Both StaticVector and DynamicVector expose a single norm() method: the Euclidean (L2) norm, ‖v‖ = sqrt(v . v), computed as the square root of the vector’s dot product with itself.

#![allow(unused)]
fn main() {
use rustebra::vector::StaticVector;

let v = StaticVector::new([3.0, 4.0]);
assert_eq!(v.norm(), 5.0);
}

There’s no separate distance method.

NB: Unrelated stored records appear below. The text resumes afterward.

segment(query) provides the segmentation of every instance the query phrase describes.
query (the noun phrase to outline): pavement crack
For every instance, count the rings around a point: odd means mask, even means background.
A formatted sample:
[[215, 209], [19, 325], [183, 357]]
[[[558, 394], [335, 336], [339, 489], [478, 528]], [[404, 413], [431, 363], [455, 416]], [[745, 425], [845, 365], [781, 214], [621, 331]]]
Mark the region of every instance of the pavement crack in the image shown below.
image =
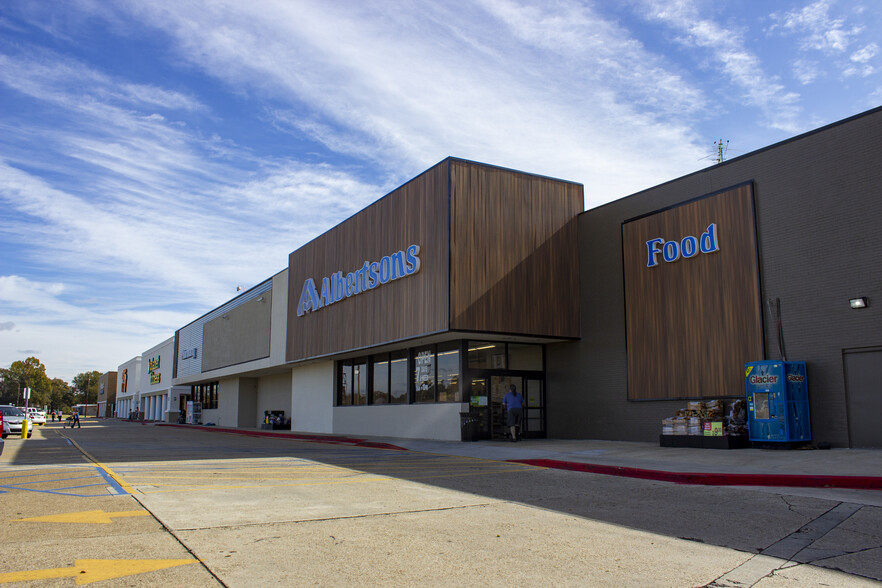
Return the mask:
[[491, 506], [493, 504], [497, 504], [496, 502], [482, 502], [476, 504], [464, 504], [461, 506], [439, 506], [436, 508], [420, 508], [420, 509], [409, 509], [409, 510], [396, 510], [396, 511], [388, 511], [388, 512], [372, 512], [372, 513], [363, 513], [363, 514], [355, 514], [355, 515], [343, 515], [338, 517], [318, 517], [314, 519], [292, 519], [292, 520], [272, 520], [272, 521], [260, 521], [254, 523], [237, 523], [233, 525], [212, 525], [210, 527], [186, 527], [178, 529], [179, 532], [189, 532], [189, 531], [214, 531], [217, 529], [245, 529], [248, 527], [264, 527], [266, 525], [299, 525], [303, 523], [321, 523], [326, 521], [345, 521], [345, 520], [353, 520], [353, 519], [367, 519], [372, 517], [390, 517], [397, 515], [406, 515], [406, 514], [420, 514], [420, 513], [431, 513], [431, 512], [445, 512], [452, 510], [464, 510], [469, 508], [483, 508], [487, 506]]
[[804, 563], [803, 559], [799, 557], [800, 553], [810, 549], [815, 542], [851, 518], [862, 508], [863, 505], [861, 504], [840, 502], [827, 512], [804, 524], [793, 533], [779, 539], [772, 545], [769, 545], [763, 549], [761, 553], [762, 555], [776, 557], [787, 561]]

The Euclidean distance between two vectors is just the norm of their difference, and falls out of the existing sub and norm operations:

#![allow(unused)]
fn main() {
use rustebra::vector::StaticVector;

let a = StaticVector::new([1.0, 2.0, 3.0]);
let b = StaticVector::new([4.0, 6.0, 3.0]);

let distance = a.sub(&b).norm();
assert_eq!(distance, 5.0);
}

For DynamicVector, sub returns a Result (two DynamicVectors aren’t guaranteed to match in length at compile time), so the equivalent distance computation is a.sub(&b)?.norm().

Gotchas

  • norm() itself never fails or returns a Result — even on DynamicVector — since computing the norm of a single vector has no dimension-mismatch case to report. It’s sub/add/dot between two DynamicVectors that can fail.
  • sqrt under the hood is Scalar::sqrt, a fixed-iteration approximation rather than a hardware intrinsic (see Scalars & Numeric Types) — norms of extremely large or small magnitude vectors may lose a little precision relative to f64::sqrt.